After I received that letter I was quite upset (my husband would say fuming) I called the Kelowna Community Outreach Centre and the lady there had me call my MLA, the MLA's office had me call my parliment rep and they haven't called back yet. The woman at the Kelowna Community Outreach Centre said that she's had this happen to a few other people where the Surrey tax office puts them through the same thing and does everything over and over.

Needless to say I'm quite aggrivated. I'm wondering if anyone else has gone through this and if so what did you have to do to finally get your CCTB filed.


----------



## EVHB (Feb 11, 2008)

Your husband is a Canadian Citizen or Permanent Resident? And what is your CURRENT status?


----------



## G-Mo (Aug 17, 2011)

EVHB said:


> Your husband is a Canadian Citizen or Permanent Resident? And what is your CURRENT status?


They already stated the husband is a Naturalized Canadian citizen... OPs status is irrelevant.


----------



## Missplaced_NewYorker (Mar 9, 2012)

My husband was born in Canada to Canadians who were also born in Canada to Canadians I don't think you can get more Canadian than that unless you keep repeating ancestors born in Canada.  

The tax office in Surrey (from what the secretary at the Parliment rep office- I am still getting used to government stuff here) said that we are eligible, but since I am not a citizen (and I only just put in my permanent resident Visa) I can't receive the money. However my husband can since he is a citizen (I didn't even have to pay the non BC resident student fee here because my husband was born in Surrey) he _can_ collect it. However since I'm living here and I'm the mom he can't collect it. Which is part of the reason we keep being dragged in circles and asked for the same paperwork and asked the same questions over and over again.

This is just very confusing. And extremely aggrivating. I end up having arguements with my husband after one of us gets off the phone with the tax office or receives a letter stating that they need yet more of the same information we've been sending them for months. It honestly worries me that if the federal government can't manage to keep records straight of benefits how am I supposed to get my visa approved so I can go back and see my family?


----------



## G-Mo (Aug 17, 2011)

Missplaced_NewYorker said:


> The tax office in Surrey (from what the secretary at the Parliment rep office- I am still getting used to government stuff here) said that we are eligible, but since I am not a citizen (and I only just put in my permanent resident Visa) I can't receive the money. However my husband can since he is a citizen (I didn't even have to pay the non BC resident student fee here because my husband was born in Surrey) he _can_ collect it.

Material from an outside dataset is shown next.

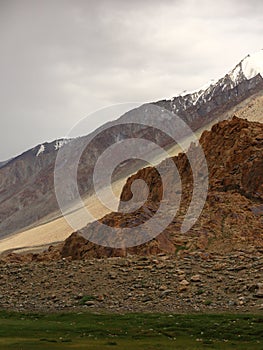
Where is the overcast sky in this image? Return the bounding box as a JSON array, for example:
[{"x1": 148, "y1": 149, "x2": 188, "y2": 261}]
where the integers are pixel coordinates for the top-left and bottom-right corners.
[{"x1": 0, "y1": 0, "x2": 263, "y2": 160}]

However since I'm living here and I'm the mom he can't collect it.


Your husband can't collect it if he is not the primary caregiver, but you can by association to your husband. From the Service Canada site:



> Recipients must meet the following criteria:
> 
> be the primary caregivers of a child under age 18
> be Canadian residents
> ...


BTW, if your husband was born in Canada, he is not a naturalized Canadian citizen. By definition naturalization means the acquisition of citizenship and nationality by somebody who was not a citizen of that country at the time of birth. Your husband is a Canadian citizen by birth. Big difference.


----------



## EVHB (Feb 11, 2008)

G-Mo said:


> They already stated the husband is a Naturalized Canadian citizen... OPs status is irrelevant.

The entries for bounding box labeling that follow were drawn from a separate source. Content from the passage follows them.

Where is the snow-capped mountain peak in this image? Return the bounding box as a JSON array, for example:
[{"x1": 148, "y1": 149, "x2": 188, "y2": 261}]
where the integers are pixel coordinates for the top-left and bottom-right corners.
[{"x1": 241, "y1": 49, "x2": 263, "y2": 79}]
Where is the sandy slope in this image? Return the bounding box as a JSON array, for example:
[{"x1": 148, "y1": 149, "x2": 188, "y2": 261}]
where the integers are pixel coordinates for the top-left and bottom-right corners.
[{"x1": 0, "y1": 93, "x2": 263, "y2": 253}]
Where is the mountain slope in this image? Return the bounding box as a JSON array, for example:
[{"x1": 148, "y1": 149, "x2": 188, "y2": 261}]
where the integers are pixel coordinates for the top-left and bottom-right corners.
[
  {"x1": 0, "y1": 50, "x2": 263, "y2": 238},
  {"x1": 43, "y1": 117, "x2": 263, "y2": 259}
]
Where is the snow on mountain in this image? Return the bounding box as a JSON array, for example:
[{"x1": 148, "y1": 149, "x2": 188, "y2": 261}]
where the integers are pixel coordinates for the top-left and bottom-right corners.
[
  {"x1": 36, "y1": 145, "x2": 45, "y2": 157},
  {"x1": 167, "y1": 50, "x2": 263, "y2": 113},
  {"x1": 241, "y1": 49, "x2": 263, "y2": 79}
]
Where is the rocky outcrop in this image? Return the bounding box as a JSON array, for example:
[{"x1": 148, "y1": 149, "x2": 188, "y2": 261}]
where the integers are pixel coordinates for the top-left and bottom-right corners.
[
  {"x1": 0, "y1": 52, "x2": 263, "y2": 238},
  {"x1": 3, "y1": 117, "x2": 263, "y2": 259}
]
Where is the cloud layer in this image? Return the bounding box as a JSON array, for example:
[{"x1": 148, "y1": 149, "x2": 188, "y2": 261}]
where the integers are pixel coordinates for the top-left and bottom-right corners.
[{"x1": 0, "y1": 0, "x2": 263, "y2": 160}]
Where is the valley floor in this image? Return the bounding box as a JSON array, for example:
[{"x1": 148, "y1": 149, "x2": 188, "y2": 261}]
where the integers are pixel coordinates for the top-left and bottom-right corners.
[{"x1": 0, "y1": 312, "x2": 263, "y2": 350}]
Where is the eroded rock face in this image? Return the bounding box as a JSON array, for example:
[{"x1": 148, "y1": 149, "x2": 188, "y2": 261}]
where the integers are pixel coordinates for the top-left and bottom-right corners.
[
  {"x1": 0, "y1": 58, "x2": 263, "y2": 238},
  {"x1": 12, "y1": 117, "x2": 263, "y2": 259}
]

As far as I could read, OP's status is very much relevant:


> 4. Can I get the Canada Child Tax Benefit?
> To be eligible, you must meet all the following conditions:
> •you must live with the child, and the child must be under the age of 18;
> •you must be primarily responsible for the care and upbringing of the child;
> ...


CCTB: Application and Eligibility

So it's only a matter of time. OP will have to wait.


----------



## G-Mo (Aug 17, 2011)

EVHB said:


> As far as I could read, OP's status is very much relevant:
> 
> CCTB: Application and Eligibility
> 
> So it's only a matter of time. OP will have to wait.


You shouldn't rely on everything you read on the Internet [sic]. I've been through it. You only need to have a spouse or common-law spouse with r
PR or citizenship status.


----------



## EVHB (Feb 11, 2008)

G-Mo said:


> You shouldn't rely on everything you read on the Internet [sic].

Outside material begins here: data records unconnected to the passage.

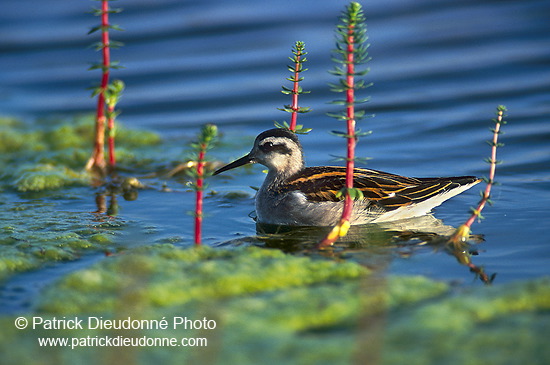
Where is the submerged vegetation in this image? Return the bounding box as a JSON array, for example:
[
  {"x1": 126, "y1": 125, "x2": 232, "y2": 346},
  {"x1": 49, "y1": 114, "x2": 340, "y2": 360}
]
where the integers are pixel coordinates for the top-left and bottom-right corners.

 So the Canadian government is wrong with its information? Wow, who can you trust these days?


----------



## EVHB (Feb 11, 2008)

Not only the CRA is wrong in its information, also the governement of BC:


> Note:
> 
> To be eligible to start receiving the CCTB, both you and your spouse or common-law partner must file income tax returns. If either of you has not filed a return, you need to file it before the CRA can send you any payments.


 Because you can not file taxes if you don't have your resident status yet in BC...
Finance - Family Bonus

Service Canada is also wrong?:


> Eligibility Information
> 
> Recipients must meet the following criteria:
> •be the primary caregivers of a child under age 18
> ...


Canada Child Tax Benefit
And I found some more website with exactly the same information.

G-MO, I think it should be really helpful if you can post a link to a website that gives the right information, so all people who are going to live in BC know how it really works, and so they can proof the civil servants that they are wrong if they refuse them to pay them while they are not yet residents.


----------



## Missplaced_NewYorker (Mar 9, 2012)

G-Mo said:


> BTW, if your husband was born in Canada, he is not a naturalized Canadian citizen. By definition naturalization means the acquisition of citizenship and nationality by somebody who was not a citizen of that country at the time of birth. Your husband is a Canadian citizen by birth. Big difference.


OK thanks I meant to type natural born, but we're sleep deprived with a teething baby. 

We're calling our parliment rep in 2hrs because according to the woman at Kelowna Community Centre I'm not the first immigrant with a natural born citizen for a husband who has been jerked around by the system. It's been going on a lot lately.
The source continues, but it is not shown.